Let's not quibble.
Those testy Chinese are up in arms again. This time they're protesting a new Japanese textbook being used in some schools which, they claim, is less than straightforward with regards to Japan's militaristic history, in particular its involvement with WWII-era atrocities.
To try to understand why Japans' neighbors were so upset, I decided to read a few passages from the controversial new textbook, and see if they weren't overreacting a bit. My initial, albeit limited, research shows the protesters are overly sensitive.
When Nanking fell on December 19, 1937, men and boys were grouped together, bound by barbed wire and either beheaded with swords or shot en masse. Thousands of people, mostly adult men, were instructed to dig holes and then kneel next to them as a way of saving the soldiers the trouble of burying them after execution. They were shot in the head, pushed into the graves, and covered up. Some were simply beheaded Standing up, their bodies and severed heads dumped into the Yangtze River.
On December 19, 1937, Nanking fell. A few bad apples acted independently and killed a handful of civilians. Aside from that, the locals were rounded up and given yard work to keep busy, and not even difficult yard work at that. Seriously.
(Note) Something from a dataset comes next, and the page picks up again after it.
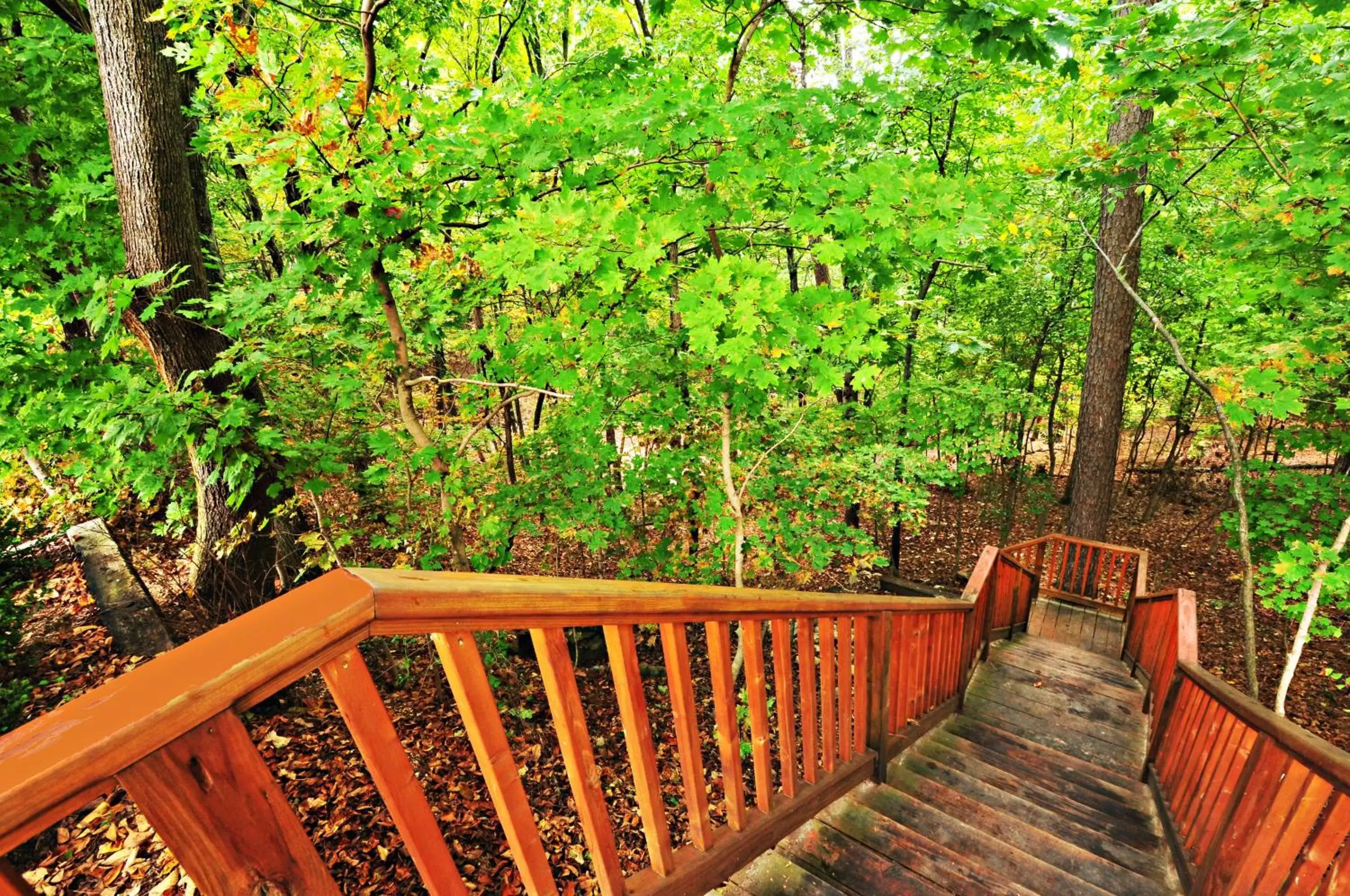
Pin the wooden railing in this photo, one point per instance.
(1252, 803)
(871, 674)
(1087, 573)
All the Chinese had to do was dig some ditches. Not a huge deal in the scheme of things.
Groups of 3 to 10 marauding soldiers would begin by traveling through the city and robbing whatever there was to steal. They would continue by raping the women and girls and killing anything and anyone that offered any resistance, attempted to run away from them or simply happened to be in the wrong place at the wrong time.
Japanese soldiers worked out at the gym a lot more than their enemies. As a result, the majority of them had fine physiques that Chinese women found irresistible. A lone Japanese soldier on the streets of Nanking would have to fend off the ladies. To protect one another, soldiers would go out in groups of 3-10 so as not to be taken advantage of by women. When sex did occur, it was usually because a soldier felt sorry for a woman.
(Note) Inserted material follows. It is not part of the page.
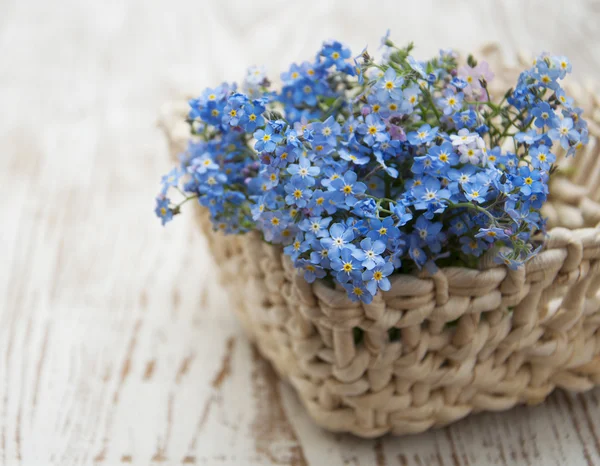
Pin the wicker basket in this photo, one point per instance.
(514, 335)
The Japanese not only disemboweled, decapitated, and dismembered victims but performed more excruciating varieties of torture. Throughout the city they nailed prisoners to wooden boards and ran over them with tanks, crucified them to trees and electrical posts, carved long strips of flesh from them, and used them for bayonet practice.
To let off steam, Japanese soldiers stationed in Nanking enjoyed long walks along the river, calligraphy and writing poetry. In rare cases, they played loud music after 10 o'clock, which infuriated the Chinese who liked to be in bed by 9pm. Many a sleep-deprived Chinese person invented horrific tales of abuse to get back at the Japanese soldier.
So there you have it. Obviously I should do a little more research, but it seems pretty clear to me that the Chinese, in this case, are overreacting. Also, I can't imagine that a government would make false claims about what happens during a war.